The first WSOP lineup included legends Moss, Doyle Brunson, “Amarillo Slim” Preston, “Puggy” Pearson, “Sailor” Roberts, Jack “Treetop” Straus, Bill Boyd, “Titanic” Thompson, Jimmy Casella, Crandell Addington, and a handful of other players. They played a number of card games over the next three days, including five-card stud and draw, seven-card stud, seven-card stud hi-lo, deuce-to-seven and ace-to-five lowball, razz, and Texas hold’em. Players rotated in and out of the mixed cash game when they became too tired to continue, and it was up to the players themselves to choose which games they wanted to contest at all hours of the day (and night).
At the conclusion of play, the competitors gathered in the Sombrero Room at the Horseshoe and voted on awards in a number of categories. Straus was voted “Most Congenial Player,” while Moss was voted “Best All-Around Hold’em Player” and “Deuce-to-Seven Lowball Champion.” Even the two nonprofessional players — Curtis “Iron Man” Skinner and “Doc” Green — who braved the dangerous waters were given awards by being voted as “Nonprofessional Champions.”
At the end of the evening, Jack Binion asked the players to vote for best all-around player.
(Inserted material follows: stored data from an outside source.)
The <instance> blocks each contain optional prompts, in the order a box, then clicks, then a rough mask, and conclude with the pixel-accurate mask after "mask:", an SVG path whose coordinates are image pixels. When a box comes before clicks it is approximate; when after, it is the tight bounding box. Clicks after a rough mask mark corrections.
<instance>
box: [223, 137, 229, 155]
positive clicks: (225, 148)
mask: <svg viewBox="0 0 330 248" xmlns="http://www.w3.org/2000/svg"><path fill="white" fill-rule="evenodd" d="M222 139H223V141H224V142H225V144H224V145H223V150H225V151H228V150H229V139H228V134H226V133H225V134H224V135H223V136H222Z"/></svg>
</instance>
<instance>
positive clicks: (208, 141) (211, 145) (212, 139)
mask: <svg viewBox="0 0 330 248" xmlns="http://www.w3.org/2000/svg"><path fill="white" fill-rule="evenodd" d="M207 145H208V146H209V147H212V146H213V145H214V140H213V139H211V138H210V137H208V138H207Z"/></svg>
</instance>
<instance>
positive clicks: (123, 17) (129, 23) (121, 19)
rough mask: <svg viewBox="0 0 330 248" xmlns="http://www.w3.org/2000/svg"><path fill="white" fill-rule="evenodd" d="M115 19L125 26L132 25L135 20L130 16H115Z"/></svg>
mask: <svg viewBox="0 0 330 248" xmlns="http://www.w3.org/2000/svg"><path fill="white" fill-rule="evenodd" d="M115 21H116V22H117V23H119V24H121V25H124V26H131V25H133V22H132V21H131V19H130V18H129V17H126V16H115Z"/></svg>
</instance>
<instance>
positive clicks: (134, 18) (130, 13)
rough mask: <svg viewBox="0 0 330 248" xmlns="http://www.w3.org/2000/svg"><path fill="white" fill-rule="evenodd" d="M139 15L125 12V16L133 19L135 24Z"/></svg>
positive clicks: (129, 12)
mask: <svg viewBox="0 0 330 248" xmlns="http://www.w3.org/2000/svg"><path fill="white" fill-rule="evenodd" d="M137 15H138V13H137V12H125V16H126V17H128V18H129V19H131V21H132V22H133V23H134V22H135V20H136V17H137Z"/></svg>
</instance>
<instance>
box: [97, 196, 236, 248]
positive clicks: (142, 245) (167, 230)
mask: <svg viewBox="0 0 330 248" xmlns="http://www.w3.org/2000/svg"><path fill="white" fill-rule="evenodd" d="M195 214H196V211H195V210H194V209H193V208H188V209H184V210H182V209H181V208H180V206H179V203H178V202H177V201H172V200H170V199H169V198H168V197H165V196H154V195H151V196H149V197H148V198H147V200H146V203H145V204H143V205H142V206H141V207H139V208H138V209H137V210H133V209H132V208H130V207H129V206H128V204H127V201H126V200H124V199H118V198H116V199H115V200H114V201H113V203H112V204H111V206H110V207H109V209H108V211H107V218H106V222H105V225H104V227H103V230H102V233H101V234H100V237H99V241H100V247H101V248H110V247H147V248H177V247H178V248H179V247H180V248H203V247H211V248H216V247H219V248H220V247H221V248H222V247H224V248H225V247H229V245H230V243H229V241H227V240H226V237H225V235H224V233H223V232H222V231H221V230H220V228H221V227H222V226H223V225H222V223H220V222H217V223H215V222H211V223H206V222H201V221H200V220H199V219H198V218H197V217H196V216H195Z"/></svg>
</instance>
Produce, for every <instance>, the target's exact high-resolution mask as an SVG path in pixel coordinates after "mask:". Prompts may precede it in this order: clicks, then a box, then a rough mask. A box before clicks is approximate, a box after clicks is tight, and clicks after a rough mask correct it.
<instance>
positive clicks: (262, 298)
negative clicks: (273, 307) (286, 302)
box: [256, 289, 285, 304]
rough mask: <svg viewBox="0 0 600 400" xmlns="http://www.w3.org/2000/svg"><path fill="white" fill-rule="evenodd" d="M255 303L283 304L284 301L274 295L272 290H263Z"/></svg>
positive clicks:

According to legend, every player voted for himself the first time around. Binion then asked them to vote a second time, for the player they thought was second to their own superior skills. It was after this vote that Moss was proclaimed world champion, and the winner of the inaugural WSOP. No cash prizes were awarded to the winner (Moss was awarded a silver-cup trophy), but a lot of money changed hands over the three days of the tournament, given that the players used their own money in competition.